Por: Gustavo Páez Escobar

Bastante candentes las críticas que formula en La República Alberto Baldoví Herrera sobre la labor adelantada por el poeta Jorge Rojas al frente de Colcultura. El ataque es duro y deja la impresión de que al descalificar la idoneidad del funcionario se está ubican­do su crítico en un plano personalista que lo hace subestimar los logros del instituto en los ocho años de su existencia. Apunta que «es mediocre direc­tor de la cultura colombiana y que durante su ya larga, inacabable, improce­dente posición de director de Colcultura no ha hecho absolutamente nada».

Difícil compartir tal planteamiento. No es razonable, en efecto, enjuiciar en su conjunto a la entidad que en el sentir de muchos ha cumplido una mi­sión ponderable, así falte mucho tre­cho por recorrer. Hacer cultura, a más de ser tarea ardua y medio quijotesca, con todos los bemoles y las incomprensiones  que surgen en este país envidioso y criticón, es cometido ingrato.

Entre los varios aciertos que puede anotarse el instituto, ba­jo la orientación de su egregio director, existe el fundamental de haber forma­do lectores y de comenzar a inquietar a la gente con la música clásica. Pocos, y de pronto ningún país en el mundo, pueden ostentar el lujo –porque es erdadero lujo  – de lanzar semanalmente un libro por el ínfimo precio de tres pesos, lo que vale una embolada, y perdóneseme la comparación. El largo centenar de obras a que ha llegado la Biblioteca Popular demuestra que el libro se abre paso en la conciencia de la gente.

Pero existen, y esto es manifiesto, críticas e insatisfacciones por la forma como se hace la selección de las obras. Se habla, no sé si con fundamento o sin él, de una «rosca» de escritores. Es, si se quiere, la clase privilegiada de la intelectualidad colombiana. Si se repa­san los títulos publicados, se encontra­rán nombres que, siendo brillantes, pa­recen ser los que acaparan todas las oportunidades.

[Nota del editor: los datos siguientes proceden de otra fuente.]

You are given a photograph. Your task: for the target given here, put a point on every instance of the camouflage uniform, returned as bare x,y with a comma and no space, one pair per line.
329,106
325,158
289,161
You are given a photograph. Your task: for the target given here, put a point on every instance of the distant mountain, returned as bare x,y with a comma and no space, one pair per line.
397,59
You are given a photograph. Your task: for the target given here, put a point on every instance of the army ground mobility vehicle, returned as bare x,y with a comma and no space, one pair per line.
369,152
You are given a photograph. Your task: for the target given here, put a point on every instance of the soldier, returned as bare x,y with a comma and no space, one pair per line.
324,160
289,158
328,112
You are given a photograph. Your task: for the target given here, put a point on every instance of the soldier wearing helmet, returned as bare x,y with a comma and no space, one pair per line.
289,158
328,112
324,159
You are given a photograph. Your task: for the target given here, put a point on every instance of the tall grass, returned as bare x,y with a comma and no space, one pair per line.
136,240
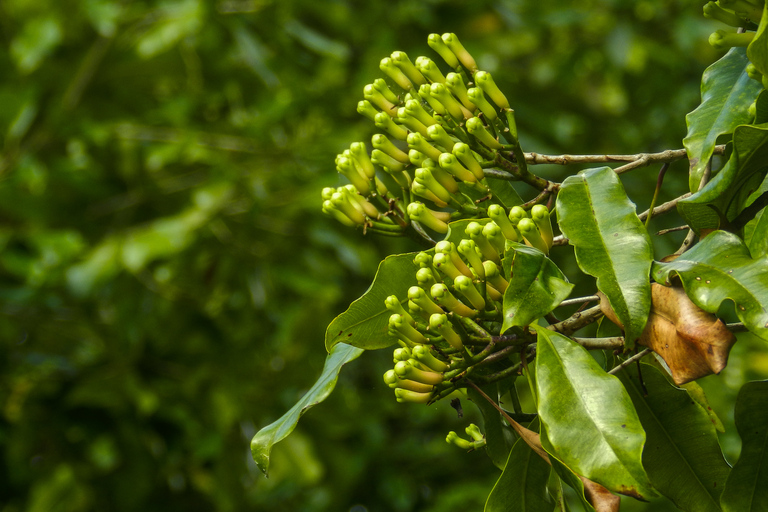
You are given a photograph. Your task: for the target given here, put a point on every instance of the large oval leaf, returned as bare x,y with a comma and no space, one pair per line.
682,454
536,286
262,442
729,190
720,268
726,94
590,420
611,243
364,324
747,487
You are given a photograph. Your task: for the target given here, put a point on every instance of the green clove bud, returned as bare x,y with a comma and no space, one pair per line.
484,80
439,323
476,128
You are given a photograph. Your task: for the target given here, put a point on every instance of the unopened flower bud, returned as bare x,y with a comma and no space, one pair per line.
440,324
384,122
393,72
484,80
477,97
452,42
476,128
436,43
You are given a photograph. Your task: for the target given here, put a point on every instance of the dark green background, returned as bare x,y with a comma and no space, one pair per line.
166,275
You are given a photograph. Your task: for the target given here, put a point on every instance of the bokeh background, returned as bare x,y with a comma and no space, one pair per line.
166,275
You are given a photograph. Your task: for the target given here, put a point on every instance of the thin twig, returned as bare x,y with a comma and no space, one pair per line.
631,360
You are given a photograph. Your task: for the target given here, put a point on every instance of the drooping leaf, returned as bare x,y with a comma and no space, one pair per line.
720,268
523,482
726,94
536,286
682,454
262,442
746,489
729,190
364,323
611,243
590,420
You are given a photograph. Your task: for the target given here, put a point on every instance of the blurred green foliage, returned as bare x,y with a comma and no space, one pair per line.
166,275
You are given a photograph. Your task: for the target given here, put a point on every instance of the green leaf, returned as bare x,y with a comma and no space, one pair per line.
720,268
726,94
496,444
682,454
262,442
364,324
611,243
591,423
536,287
522,484
729,190
757,51
747,486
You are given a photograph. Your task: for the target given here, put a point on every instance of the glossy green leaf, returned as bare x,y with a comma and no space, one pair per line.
536,286
611,243
682,454
522,484
262,442
720,268
726,94
590,420
364,324
757,51
746,489
729,190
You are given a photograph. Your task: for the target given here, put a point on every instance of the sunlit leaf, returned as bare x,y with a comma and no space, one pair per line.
590,420
746,489
611,243
682,454
721,268
726,93
267,437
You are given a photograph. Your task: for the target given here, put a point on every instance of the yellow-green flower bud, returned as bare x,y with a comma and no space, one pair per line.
423,215
410,122
424,355
540,216
439,136
531,234
405,370
477,97
465,155
384,122
436,43
451,164
414,109
400,325
499,216
365,108
475,232
429,69
452,42
418,142
401,60
393,72
484,80
458,88
476,128
467,288
445,298
494,277
471,253
426,96
440,324
382,143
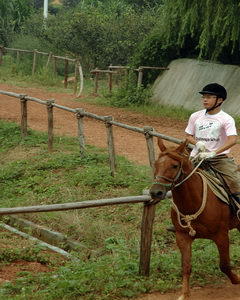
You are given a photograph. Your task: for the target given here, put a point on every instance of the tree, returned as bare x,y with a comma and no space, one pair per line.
12,15
213,24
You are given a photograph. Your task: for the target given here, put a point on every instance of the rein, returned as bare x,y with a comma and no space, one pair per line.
173,184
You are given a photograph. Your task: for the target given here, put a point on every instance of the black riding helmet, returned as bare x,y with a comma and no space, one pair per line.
215,89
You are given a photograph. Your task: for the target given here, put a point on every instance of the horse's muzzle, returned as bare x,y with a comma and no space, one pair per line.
157,194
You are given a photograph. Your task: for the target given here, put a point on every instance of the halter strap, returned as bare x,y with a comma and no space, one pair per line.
173,184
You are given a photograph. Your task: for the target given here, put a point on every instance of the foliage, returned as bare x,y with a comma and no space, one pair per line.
12,14
215,25
107,268
131,95
99,35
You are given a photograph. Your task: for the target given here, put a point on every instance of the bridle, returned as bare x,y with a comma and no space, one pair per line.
173,182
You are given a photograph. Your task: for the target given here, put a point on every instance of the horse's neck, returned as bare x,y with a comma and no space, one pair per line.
188,195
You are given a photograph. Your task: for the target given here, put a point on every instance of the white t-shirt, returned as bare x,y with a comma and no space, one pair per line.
212,130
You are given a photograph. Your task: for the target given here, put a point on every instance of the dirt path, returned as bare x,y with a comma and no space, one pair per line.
129,144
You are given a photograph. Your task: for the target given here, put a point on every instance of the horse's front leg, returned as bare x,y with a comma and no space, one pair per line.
184,242
222,242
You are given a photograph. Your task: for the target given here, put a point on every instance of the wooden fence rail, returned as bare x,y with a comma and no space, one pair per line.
146,225
148,132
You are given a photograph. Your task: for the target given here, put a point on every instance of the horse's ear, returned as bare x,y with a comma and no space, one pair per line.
182,148
161,145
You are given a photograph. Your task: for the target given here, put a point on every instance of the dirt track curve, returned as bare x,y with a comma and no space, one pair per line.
130,144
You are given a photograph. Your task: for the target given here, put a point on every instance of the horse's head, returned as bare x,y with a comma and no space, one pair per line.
171,164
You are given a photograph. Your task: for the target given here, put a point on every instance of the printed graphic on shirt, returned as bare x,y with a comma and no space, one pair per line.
207,130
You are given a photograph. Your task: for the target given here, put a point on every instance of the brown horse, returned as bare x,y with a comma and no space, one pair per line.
192,216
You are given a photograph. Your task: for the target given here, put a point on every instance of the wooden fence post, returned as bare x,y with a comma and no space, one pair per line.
148,214
23,116
150,146
96,82
55,64
1,54
146,238
140,76
34,61
49,58
18,57
110,82
50,123
76,76
66,74
81,137
110,142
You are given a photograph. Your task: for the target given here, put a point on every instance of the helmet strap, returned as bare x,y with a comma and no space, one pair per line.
214,106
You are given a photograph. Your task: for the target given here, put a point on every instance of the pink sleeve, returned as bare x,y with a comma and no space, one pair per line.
190,129
230,127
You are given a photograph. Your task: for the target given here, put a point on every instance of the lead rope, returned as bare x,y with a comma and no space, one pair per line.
189,218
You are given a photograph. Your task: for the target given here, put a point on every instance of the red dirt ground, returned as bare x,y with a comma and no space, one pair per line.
130,144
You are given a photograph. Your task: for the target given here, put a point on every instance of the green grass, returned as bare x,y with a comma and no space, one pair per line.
108,263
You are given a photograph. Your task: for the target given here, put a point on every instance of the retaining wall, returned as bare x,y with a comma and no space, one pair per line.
179,85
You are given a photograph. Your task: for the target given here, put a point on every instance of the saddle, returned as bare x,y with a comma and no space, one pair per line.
219,187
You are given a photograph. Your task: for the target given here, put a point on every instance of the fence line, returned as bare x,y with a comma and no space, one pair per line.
147,131
148,207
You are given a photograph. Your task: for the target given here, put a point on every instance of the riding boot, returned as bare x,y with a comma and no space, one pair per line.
236,197
171,229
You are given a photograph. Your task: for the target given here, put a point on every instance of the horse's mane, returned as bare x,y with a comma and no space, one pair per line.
176,155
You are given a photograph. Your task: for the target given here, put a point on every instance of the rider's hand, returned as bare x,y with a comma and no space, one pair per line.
200,147
206,155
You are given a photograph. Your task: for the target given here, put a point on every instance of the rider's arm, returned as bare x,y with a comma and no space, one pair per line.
190,139
231,141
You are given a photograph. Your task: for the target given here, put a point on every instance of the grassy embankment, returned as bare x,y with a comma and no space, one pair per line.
108,261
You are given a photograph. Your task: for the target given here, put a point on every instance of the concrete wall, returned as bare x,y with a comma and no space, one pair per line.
180,85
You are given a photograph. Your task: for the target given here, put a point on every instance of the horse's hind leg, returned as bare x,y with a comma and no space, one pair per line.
222,242
184,242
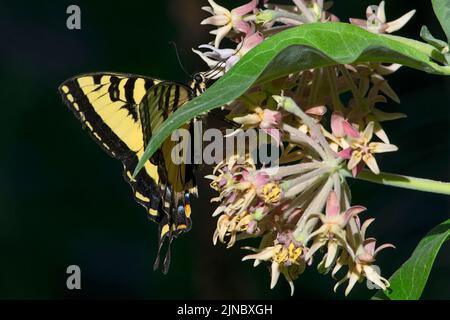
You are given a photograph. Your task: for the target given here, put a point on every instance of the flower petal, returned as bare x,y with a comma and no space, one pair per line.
354,160
244,9
369,159
368,131
378,147
275,274
333,208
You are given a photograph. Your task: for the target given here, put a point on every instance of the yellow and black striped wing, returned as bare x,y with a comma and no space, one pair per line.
120,111
177,181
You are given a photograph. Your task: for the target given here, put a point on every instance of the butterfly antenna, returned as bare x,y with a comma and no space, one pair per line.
179,59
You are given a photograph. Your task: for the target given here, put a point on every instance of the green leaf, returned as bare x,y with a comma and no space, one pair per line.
300,48
426,35
442,11
408,282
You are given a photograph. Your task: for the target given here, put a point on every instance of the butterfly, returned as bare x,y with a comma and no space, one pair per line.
120,112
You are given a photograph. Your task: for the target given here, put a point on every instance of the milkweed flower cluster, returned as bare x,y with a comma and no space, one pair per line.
328,125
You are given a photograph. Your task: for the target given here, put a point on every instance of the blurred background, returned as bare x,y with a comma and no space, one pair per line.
63,201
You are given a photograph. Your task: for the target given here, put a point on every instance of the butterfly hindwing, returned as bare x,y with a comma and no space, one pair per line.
176,179
121,111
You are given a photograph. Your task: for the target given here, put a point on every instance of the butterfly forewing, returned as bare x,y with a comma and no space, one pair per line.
121,111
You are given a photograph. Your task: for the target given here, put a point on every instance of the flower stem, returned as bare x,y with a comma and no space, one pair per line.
406,182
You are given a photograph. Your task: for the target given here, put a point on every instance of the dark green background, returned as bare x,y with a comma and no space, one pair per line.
63,201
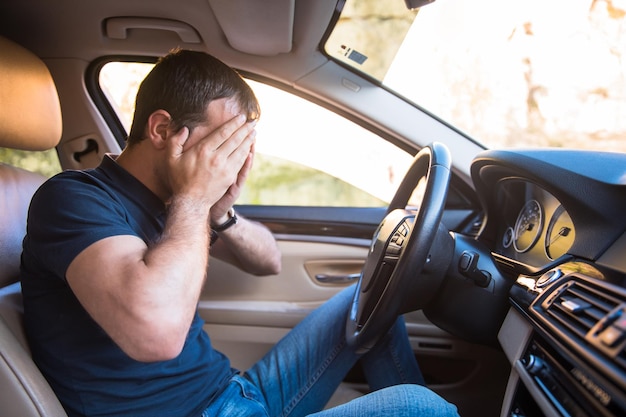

No solo se dispensan privilegios a determinados escritores para que se hagan más vistosos a través de largos tirajes que penetran fácilmente al gran público, sino que de pronto sus producciones, que han sido divulgadas una y otra vez en revistas, en periódicos, en antologías, se recogen en nue­vos acopios con repeticiones que so­bran y empalagan. ¿Envidia? No. Es deseable que Colcultura brinde más oportunidades, que descubra nuevos valores, que abra más el círculo.

Coincido con Alberto Baldoví He­rrera en que se ha tergiversado una fi­nalidad básica al limitarse el acceso de los escritores al quehacer artístico del país. Colombia tiene escritores anóni­mos, indefensos, sobre todo en la pro­vincia, carentes de recursos y de estí­mulos. En esto parece que Colcultura no se ha fijado mucho.

Se me ocurre una inquietud: ¿Por qué Canal Ramírez ha monopolizado el negocio editorial? En el país hay em­presas que pueden competir con sobra­dos méritos. Sin embargo, en los 124 títulos el pie de imprenta ha sido ex­clusivo para esta firma. Por acá, en Ar­menia, funciona desde hace muchos años Quin-Gráficas, ejemplo de esfuer­zo, de superación y de calidad, que ha lanzado al mercado libros a la altura de cualquier exigencia. Es apenas justo que se abran nuevos mercados, pues el país cuenta con otras excelentes casas editoras.

Leída la columna de La República, he tropezado con el escrito del Doc­tor Rayo en El Espectador, donde se queja de la crítica «pasional», tan co­mún en el país, y dice que debe empe­zarse a «pensar menos en el autor y más en la obra». Alberto Baldoví He­rrera advierte que si una y otra vez ha solicitado la remoción del «incapaz funcionario» no es por animadversión personal con el poeta-director. Por su estilo puede pensarse lo contrario.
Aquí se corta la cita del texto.